Die namentliche Erwähnung greife in das allgemeine Persönlichkeitsrecht des Klägers ein. Dies nicht nur in seiner Ausprägung als Recht auf informationelle Selbstbestimmung. Dieses soll neben der ungewollten Preisgabe von Daten im Rahmen privater Rechtsbeziehungen vor deren intransparenter Verarbeitung und Nutzung durch Private schützen. Davon zu unterschieden sei der Schutz vor der Verarbeitung personenbezogener Berichte und Informationen als Ergebnis eines Kommunikationsprozesses. Dieser Schutzbedarf gründe in der sichtbaren Verbreitung bestimmter Informationen im öffentlichen Raum und die Gefährdung für die Persönlichkeitsentfaltung ergebe sich hier aus Form und Inhalt der Veröffentlichung selbst. Da sich der Kläger vorliegend nicht gegen eine Pflicht zur Preisgabe von Daten  wende, sondern gegen die Verbreitung von Informationen über sein Sexualleben im öffentlichen Raum, seien die äußerungsrechtlichen Ausprägungen des allgemeinen Persönlichkeitsrechts maßgebend.

Dahinstehen könne, ob die absolut geschützte Intimsphäre betroffen sei, da jedenfalls wegen der bestehenden Nähe zu dieser der innere Bereich seiner Privatsphäre betroffen sei.
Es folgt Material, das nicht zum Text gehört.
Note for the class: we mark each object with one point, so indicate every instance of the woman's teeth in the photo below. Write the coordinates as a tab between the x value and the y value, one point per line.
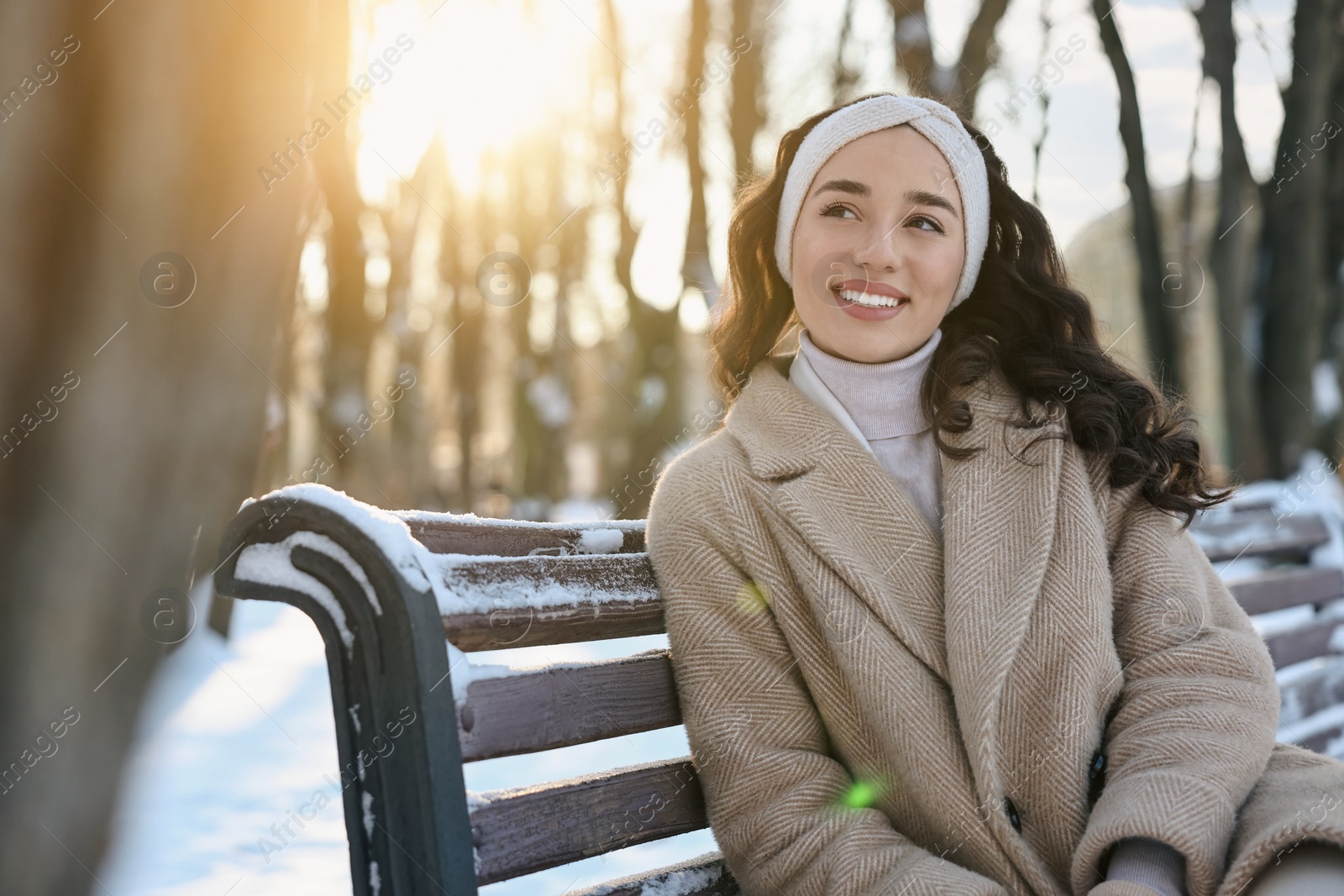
869	298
Das durch Art. 2 Abs. 1, 1 Abs. 1 GG, Art. 8 Abs. 1 EMRK gewährleistete Recht auf Achtung der Privatsphäre gestehe jedermann einen autonomen Bereich der eigenen Lebensgestaltung zu, in dem er seine Individualität unter Ausschluss anderer entwickeln und wahrnehmen könne. Der Schutz sei thematisch als auch räumlich bestimmt. Er umfasse typischerweise als „privat“ eingestufte Informationen, etwa da die öffentliche Zurschaustellung als ungeschicklich geltem das Bekanntwerden als peinlich empfunden würde oder nachteilige Reaktionen der Umwelt auslösen würden. Entsprechendes würde bei Informationen zur Häufigkeit sexueller Kontakte in einer Paarbeziehung ohne weiteres der Fall sein, weshalb hier in die Privatsphäre des Klägers eingegriffen worden sei.

Der Umstand, dass S.K. als Lebenspartnerin des Klägers diese wiedergegebenen Informationen im angegriffenen Artikel von S.K. selbst preisgegeben worden seien, ändere daran nichts. Zwar sei der Schutz nicht gegeben bei einem Einverständnis des Betroffenen. Auch wäre zu erwägen, ob sich der Betroffene die Selbstbegebung durch einen anderen (Partner, minderjährige Kinder, Bevollmächtigte oder im Falle der freiwilligen Mitveranlassung) zurechnen lassen müsse. Vorliegend habe aber der Kläger selbst nicht eine „Sex-Flaute“ öffentlich gemacht und auch S.K. ihn nicht namentlich benannt. Dass der Kläger, wovon das Berufungsgericht ausgegangen sei, auch ohne Namensnennung als Partner von S.K. erkennbar sei, ändere hier aber daran nichts, dass er selbst nicht tätig wurde und nicht in die Nennung seines Namens eingewilligt habe. Die Selbstöffnung von S.K. gegenüber der Öffentlichkeit hinsichtlich ihres von der „Sex-Flaute“ mitbetroffenen Partners ergäbe sich aus den Äußerungen nicht, auch nicht daraus, dass er (z.B. über Wikipedia) als Partner von S.K. recherchierbar war.

 

Der Eingriff in das Persönlichkeitsrecht sei auch rechtswidrig gewesen. Das Schutzinteresse des Klägers überwiege das durch Art. 5 Abs. 1 GG, Art 10 Abs. 1 EMRK geschützte Recht zur Meinungsfreiheit der Beklagten. Als Rahmen recht liege die Reichweite des Persönlichkeitsrechts nicht absolut fest; es müsse durch Abwägung der widerstreitenden Interessen grundrechtlich geschützter Belange bestimmt werden. Eine Rechtswidrigkeit läge dann vor, wenn das Schutzinteresse des Betroffenen die schutzwürdigen Belange der anderen Seite überwiege (BGH, Urteil vom 29.06.2021 - VI ZR 52/18 -).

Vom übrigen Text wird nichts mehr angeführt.